E ancora nel 1955 James Dean interpreta “Il Gigante“, accanto a Rock Hudson ed Elizabeth Taylor, nel ruolo di Jett Rink, giovane bracciante innamorato, senza essere ricambiato, di Leslie (Elizabeth Taylor). Erede di un terreno ricco di petrolio che lo renderà miliardario e lo condurrà a cercare il riscatto delle umiliazioni subite in passato corteggiando la giovane figlia di Leslie, sposatasi poi con Bick Benedict (Rock Hudson), vede ancora il giovane attore nel ruolo dell’eterno ribelle nei confronti di una società classista, bigotta e profondamente razzista.
Il film sta per essere finito quando James Dean è vittima di un incidente stradale in cui perde la vita a bordo della sua Porsche scontrandosi frontalmente con un’auto che invade la sua corsia.
Il 30 settembre del 1955 si spegne così, a soli ventiquattro anni, a Cholame, un grande e indimenticabile attore, cui sono stati poi assegnati postumi un Golden Globe per la sua interpretazione ne “La Valle dell’Eden” e la candidatura al premio Oscar come miglior attore protagonista per “Il Gigante“, le cui ultime scene vengono girate da una controfigura.
Tre film in cui è protagonista. Tre film nello stesso anno ed una grande carriera stroncata sul nascere.
Lo ricordo con alcuni suoi pensieri e riflessioni di personaggi famosi che non sono riusciti a restare insensibili alla genialità di questo grande attore.

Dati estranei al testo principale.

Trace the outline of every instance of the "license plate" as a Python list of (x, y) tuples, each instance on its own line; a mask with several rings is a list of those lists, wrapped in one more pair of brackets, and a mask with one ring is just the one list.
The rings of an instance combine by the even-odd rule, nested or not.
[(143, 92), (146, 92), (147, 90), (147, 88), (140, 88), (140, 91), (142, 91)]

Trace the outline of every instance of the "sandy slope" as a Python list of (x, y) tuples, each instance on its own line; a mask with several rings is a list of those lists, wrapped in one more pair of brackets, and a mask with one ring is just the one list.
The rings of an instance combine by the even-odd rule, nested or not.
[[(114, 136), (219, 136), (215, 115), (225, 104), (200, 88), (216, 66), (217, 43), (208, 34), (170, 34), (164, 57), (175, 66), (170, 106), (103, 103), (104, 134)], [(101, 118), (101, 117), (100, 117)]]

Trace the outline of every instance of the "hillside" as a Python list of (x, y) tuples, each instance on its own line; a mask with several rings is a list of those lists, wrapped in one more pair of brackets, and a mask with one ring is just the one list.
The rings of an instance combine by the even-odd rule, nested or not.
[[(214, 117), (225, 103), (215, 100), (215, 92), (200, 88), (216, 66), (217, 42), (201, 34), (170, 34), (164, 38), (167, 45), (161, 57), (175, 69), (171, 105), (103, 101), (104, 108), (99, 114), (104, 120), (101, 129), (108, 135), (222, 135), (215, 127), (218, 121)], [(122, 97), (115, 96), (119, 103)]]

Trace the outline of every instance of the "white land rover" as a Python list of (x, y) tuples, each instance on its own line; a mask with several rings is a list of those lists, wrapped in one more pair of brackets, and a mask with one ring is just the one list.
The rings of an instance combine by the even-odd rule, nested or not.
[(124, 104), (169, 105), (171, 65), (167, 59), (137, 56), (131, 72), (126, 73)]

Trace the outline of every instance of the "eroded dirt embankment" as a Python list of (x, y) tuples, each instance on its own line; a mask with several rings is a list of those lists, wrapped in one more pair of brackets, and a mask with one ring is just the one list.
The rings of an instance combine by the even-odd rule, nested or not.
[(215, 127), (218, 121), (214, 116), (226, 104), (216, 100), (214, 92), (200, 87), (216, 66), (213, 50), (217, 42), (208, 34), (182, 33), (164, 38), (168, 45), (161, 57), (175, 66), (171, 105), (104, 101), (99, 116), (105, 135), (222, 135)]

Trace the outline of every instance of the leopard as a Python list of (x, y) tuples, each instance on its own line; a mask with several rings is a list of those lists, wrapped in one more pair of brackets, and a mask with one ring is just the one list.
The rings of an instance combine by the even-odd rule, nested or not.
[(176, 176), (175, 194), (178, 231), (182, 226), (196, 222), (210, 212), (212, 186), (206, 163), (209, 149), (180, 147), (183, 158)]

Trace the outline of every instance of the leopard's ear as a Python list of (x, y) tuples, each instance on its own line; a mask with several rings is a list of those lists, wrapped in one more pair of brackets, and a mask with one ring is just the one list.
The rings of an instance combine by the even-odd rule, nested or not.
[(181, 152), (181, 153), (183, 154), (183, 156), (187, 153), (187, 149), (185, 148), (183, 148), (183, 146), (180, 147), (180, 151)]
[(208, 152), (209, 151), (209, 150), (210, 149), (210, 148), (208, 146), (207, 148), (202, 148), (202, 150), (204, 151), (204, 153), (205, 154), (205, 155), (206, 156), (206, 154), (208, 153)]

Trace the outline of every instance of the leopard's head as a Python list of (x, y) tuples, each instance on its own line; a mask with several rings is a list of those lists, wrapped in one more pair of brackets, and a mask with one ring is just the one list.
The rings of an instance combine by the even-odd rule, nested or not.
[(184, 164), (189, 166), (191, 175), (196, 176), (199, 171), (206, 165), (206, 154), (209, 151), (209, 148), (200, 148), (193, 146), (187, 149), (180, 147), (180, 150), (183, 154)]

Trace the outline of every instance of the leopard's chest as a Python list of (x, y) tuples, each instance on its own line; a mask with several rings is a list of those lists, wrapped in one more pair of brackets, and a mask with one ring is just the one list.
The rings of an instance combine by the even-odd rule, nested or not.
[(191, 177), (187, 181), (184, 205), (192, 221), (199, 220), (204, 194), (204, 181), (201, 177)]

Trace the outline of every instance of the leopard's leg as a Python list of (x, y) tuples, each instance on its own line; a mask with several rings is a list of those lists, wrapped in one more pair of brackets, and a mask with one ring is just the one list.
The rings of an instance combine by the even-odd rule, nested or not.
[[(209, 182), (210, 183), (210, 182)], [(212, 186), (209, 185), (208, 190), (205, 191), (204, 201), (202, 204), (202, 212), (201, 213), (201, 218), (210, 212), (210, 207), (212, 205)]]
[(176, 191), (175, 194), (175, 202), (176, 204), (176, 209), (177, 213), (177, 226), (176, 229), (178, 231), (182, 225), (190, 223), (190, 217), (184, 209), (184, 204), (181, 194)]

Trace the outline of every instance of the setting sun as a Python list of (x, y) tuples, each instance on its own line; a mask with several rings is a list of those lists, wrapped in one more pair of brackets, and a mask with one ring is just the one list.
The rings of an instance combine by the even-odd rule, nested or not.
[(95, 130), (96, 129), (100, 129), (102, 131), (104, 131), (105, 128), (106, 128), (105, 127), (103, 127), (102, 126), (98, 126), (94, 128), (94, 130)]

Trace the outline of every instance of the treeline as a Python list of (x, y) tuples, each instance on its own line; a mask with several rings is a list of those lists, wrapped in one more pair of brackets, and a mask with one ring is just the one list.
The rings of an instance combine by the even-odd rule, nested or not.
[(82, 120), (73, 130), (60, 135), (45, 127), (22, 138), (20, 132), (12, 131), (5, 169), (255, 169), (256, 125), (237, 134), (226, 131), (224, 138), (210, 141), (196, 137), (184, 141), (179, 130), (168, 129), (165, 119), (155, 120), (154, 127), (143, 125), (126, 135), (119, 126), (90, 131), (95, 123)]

Capire il completo significato della vita è compito dell’attore; interpretarla il suo problema; ed esprimerla la sua missione. Essere un attore è la cosa più solitaria del mondo. Sei completamente da solo con la tua concentrazione e con la tua immaginazione, e quello è tutto ciò che hai. Essere un buon attore non è facile. Essere un uomo è ancora più difficile. Voglio essere entrambi prima di morire.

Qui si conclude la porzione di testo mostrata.